I made my feelings very clear about the use of Dropbox in the enterprise, through a previous post. I still believe Dropbox and similar other cloud sotrage solutions such as Google drive or Sky Drive are a timebomb waiting to happen for many companies who are busy securing their infrastructure but forget to look at the data leaving their premises through the back door. Or just not appreciating how tablets and smartphones are driving their users’ behaviours and requirements.
There will be a lot of red faces if/when Dropbox and Co announce they have been hacked.
However, I have recently come accross a great tool that can help reducing the impact of such a bad scenario. It is called Boxcryptor.
Boxcryptor creates an encrypted folder under your Cloud Storage directory (i.e.: Dropbox) and allows for files to be encrypted on the fly thus making it much faster and transparent than the solution I described before with Truecrypt. The encryption keys are stored locally and only known to you. Their client runs on many different platforms, Mac, PC, iOS, Android.
Boxcryptor works very well but it is important to note a difference in software behaviour between a MAC and a PC.
On a MAC, if you install boxcryptor it will create an encrypted folder in your Cloud Storage directory.
It will also create a new “disk” which gives you direct access to that encrypted folder.
You then have a choice, you can either drop files to this “disk” or to that encrypted folder in your cloud storage directory. Those 2 actions are the sames and the files will be encrypted in both cases.

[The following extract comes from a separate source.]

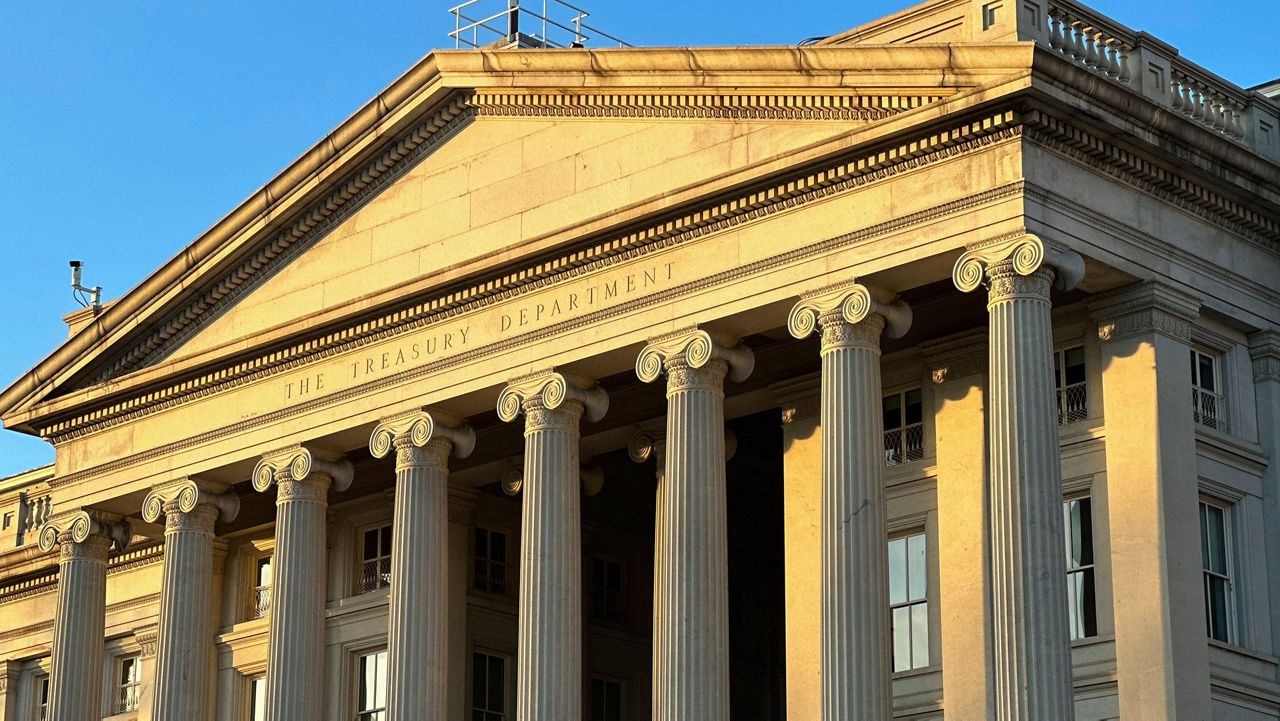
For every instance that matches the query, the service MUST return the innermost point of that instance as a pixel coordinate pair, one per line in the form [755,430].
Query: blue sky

On a PC, if you install Boxcryptor it will create a folder in your Cloud Storage directory. Note that I did not say encrypted folder. It will also create a new “disk”.
The difference between the PC and MAC implementation of Boxcryptor is that, on a PC, files are only encrypted if you drop them into your Boxcryptor disk. They will not be encrypted if you drop them in your cloud storage boxcryptor folder directly. That folder and the boxcryptor disk are not the same. Those 2 actions are therefore not the same.
This could be confusing, and a user may forget about that difference and copy sensitive files directly onto his cloud storage boxcryptor folder, thinking those files are going to be encrypted when they are not.
To be fair, there is a readme file in the Boxcryptor “encrypted” folder. But the chances are nobody will read it and more importantly, could forget about it.
My recommendation is to get used to copy files to the boxcryptor disk only. That way, you are always sure they get encrypted (and that the software is running in the background!).
I have contacted the authors and they are aware of this behaviour difference. Although they did not commit on any release dates, they are apparently working on it.